刚把陈暮雪抱起来,他双手很自如地攀上李月来脖子,用力往下一压,额头相靠。
两唇相对,陈暮雪像是寻找到清凉一般,舒服地哼唧一声。
李月来觉得自己脑袋里烧起一团火,把他的理智化为灰烬,心里只剩下一个声音在叫嚣:压下去,让他哭!
“啊!”
声音半勾半含,太大又怕引来旁人,太小又怕听不见,既是邀请,又饱含期待。
陈暮雪的腿被折了又弯,疼得后背弯出一个弧度。
恍惚间他睁开眼,仿佛清醒了几分,确认清楚身上的人,先是愣住。
片刻后,他全身心放松开来,背部慢慢贴回床面,一边回拥住李月来。
他在赌,李月来是一个值得真心交付的人。
今夜以后,他们之间会更加亲密,和旁人都不一样的亲密。
李月来猛地几耸,让陈暮雪抓紧床单,吐粗气道:“...疼,月来”。
月来。
李月来听到这声呼唤,神志有一瞬清明,随即拂了一把下巴上的汗,动作放缓下来,低头去看陈暮雪。
陈暮雪闭着眼,嘴角不自觉露出满足的笑容:“重些,我还要”。
怎么一会要轻,一会要重的,真是磨人。
不管是胡话还是真话,听得李月来眼底的清明瞬间消失不见,带着力道和决绝,陷入更深的沉沦,毫不怜惜地撞向最深处的温柔。
我以后会对你好,比现在还好。
他在心里对陈暮雪作出不太能算数的承诺。
………
又是一个冷晴天,李月来睡到日上三竿。
冬日里的一抹阳光太过珍贵,从窗外投入屋内,照到李月来脸上,他着闭眼,舍不得移动,感受太阳微弱的温暖。
耳旁很静,许久,他翻了个身,手臂打出去。没有意料中暖呼呼的肉,手臂落到硬邦邦的床上。
他立即睁眼看向身侧。
空的,陈暮雪不在。
长吐一口气,从床上爬起来,鞋还没穿完,屋外就想起小二的声音。
“李公子,醒了嘛,楼下陈公子让您下去吃午饭”。
一觉睡到中午了???
“知道了”,李月来推开窗户,一边回小二的话。
外面街上人声鼎沸,好不热闹。
☆、幽州之行(二)
出门时,小二还在一旁候着,见李月来心情颇好,笑道:“公子,今日是咱们酒楼第一厨掌勺,您可得一饱口福”。
一般大酒楼厨子是轮番做菜,大厨掌勺的日子,专门有人提前上门预订。
“是么”,李月来站在楼梯口往下面望去,昨日没有细看,蓬莱酒家的大堂并不是清一色打通,摆满桌子。有形状大小各异的桌凳,不规则的围绕中间舞台摆设,有的桌子设有晶帘,极其注重客人私密。

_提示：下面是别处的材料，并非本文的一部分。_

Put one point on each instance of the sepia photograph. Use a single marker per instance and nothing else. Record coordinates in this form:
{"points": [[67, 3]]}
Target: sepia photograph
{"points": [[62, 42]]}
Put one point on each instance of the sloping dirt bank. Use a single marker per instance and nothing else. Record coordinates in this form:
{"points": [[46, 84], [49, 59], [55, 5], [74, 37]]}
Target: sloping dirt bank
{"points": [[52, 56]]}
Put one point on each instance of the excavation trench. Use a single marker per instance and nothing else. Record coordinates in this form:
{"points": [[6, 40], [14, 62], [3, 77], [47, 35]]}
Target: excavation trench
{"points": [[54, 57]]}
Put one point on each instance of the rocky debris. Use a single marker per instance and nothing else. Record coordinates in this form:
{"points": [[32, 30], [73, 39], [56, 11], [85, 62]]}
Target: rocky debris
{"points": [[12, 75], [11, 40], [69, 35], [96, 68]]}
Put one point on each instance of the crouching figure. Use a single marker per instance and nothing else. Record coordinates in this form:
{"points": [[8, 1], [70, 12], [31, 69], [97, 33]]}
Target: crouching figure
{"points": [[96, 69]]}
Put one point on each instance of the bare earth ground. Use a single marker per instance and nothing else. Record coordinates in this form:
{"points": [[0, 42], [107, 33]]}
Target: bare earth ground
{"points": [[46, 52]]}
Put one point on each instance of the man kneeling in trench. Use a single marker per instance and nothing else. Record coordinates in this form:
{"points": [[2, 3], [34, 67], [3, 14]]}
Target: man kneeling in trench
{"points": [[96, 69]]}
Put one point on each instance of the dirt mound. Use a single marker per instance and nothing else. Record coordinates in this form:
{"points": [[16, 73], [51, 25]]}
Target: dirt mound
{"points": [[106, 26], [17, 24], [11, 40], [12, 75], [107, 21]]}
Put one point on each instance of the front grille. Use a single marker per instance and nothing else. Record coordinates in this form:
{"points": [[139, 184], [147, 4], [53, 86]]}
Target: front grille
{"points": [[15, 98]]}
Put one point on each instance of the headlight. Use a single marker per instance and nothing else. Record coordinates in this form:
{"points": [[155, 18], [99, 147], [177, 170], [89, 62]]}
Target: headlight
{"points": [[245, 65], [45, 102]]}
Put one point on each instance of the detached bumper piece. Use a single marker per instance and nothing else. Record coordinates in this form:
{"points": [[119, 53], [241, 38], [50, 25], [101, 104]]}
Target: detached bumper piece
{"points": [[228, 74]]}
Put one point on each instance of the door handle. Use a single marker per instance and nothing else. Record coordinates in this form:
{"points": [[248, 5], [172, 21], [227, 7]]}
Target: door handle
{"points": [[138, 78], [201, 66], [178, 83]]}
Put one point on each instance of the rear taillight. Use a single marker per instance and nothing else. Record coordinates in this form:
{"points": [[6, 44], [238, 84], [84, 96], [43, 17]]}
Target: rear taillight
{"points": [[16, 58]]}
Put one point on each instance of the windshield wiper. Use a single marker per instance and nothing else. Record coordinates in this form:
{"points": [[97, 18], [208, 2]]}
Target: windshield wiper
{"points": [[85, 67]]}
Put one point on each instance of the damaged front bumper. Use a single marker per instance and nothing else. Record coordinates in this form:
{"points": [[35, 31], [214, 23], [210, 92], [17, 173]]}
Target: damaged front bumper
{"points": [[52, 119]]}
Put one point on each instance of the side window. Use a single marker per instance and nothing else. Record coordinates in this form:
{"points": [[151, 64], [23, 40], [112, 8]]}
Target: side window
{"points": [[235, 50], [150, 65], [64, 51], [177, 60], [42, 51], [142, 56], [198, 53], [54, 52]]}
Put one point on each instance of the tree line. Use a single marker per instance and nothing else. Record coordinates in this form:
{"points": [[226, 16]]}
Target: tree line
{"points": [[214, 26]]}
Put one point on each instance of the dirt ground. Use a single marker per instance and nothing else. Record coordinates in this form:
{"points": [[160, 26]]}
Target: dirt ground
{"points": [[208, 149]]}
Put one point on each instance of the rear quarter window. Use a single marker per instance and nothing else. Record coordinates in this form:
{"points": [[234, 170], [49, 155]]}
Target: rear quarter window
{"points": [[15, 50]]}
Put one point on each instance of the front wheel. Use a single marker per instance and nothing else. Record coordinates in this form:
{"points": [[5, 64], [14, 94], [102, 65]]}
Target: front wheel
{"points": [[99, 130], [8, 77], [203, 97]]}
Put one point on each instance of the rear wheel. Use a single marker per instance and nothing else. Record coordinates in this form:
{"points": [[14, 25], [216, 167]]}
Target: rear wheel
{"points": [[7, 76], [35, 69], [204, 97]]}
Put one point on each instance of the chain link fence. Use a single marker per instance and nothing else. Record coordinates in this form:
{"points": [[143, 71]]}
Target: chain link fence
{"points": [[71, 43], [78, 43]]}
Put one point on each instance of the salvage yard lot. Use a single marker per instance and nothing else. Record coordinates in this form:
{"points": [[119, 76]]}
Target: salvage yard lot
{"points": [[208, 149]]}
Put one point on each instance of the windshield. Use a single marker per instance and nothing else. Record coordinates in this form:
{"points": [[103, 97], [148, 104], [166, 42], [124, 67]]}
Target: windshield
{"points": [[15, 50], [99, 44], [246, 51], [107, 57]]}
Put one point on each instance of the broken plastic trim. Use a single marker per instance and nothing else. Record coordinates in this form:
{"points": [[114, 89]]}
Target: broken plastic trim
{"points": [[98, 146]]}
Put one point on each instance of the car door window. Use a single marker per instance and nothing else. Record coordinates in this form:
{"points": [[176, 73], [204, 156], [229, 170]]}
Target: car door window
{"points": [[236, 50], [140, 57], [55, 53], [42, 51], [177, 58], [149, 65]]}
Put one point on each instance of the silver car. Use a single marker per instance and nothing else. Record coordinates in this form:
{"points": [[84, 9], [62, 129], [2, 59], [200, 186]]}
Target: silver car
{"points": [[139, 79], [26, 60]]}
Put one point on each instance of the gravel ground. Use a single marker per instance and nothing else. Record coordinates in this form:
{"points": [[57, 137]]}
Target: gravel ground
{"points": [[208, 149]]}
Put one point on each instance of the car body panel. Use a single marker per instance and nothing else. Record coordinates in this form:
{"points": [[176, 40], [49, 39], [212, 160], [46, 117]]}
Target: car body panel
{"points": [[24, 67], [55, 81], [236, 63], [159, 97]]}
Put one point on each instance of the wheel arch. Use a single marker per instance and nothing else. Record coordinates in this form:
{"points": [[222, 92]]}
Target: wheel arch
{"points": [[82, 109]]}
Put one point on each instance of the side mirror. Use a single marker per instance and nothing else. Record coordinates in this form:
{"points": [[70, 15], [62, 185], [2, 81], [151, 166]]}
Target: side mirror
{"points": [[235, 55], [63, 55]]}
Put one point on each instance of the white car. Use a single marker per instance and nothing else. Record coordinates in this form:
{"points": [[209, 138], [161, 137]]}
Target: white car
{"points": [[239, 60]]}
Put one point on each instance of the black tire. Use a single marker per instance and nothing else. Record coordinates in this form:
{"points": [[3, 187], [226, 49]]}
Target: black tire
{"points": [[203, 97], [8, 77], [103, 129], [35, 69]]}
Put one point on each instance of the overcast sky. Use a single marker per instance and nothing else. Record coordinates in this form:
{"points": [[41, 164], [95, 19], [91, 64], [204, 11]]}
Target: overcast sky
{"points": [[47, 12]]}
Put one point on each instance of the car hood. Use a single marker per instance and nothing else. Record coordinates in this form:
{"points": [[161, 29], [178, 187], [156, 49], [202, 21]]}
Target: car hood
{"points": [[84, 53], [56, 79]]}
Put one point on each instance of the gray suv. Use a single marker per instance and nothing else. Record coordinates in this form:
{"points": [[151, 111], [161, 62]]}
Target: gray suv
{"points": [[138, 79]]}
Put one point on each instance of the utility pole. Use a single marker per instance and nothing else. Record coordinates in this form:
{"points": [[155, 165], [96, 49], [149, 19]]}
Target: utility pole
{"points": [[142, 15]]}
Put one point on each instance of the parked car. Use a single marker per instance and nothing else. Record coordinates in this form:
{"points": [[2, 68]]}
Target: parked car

“当然!公子不信的话,您问问同行的另一位公子就是”,小二下巴朝下面大堂点了点。
李月来目光落到堂间坐在小圆桌上的陈暮雪身上,本也没分开多久,竟有小别胜新婚之感。
不过昨夜那事发生的突然,还不知陈暮雪作何感想。
李月来一边下楼梯,问小二:“今日楼里有什么特色菜品?”
“今日更新的菜单都值得一试,比如清蒸水仙,还有,哈伦儿葡萄今天特别划算,咱们店里只要七百文一串”。
昨个儿在街上买的是一两银子一串,大抵行情也都是这个价,对比起来,蓬莱酒家便宜不少。
其间生意来往回旋的奥秘实在精妙,不知酒家老板是如何运作。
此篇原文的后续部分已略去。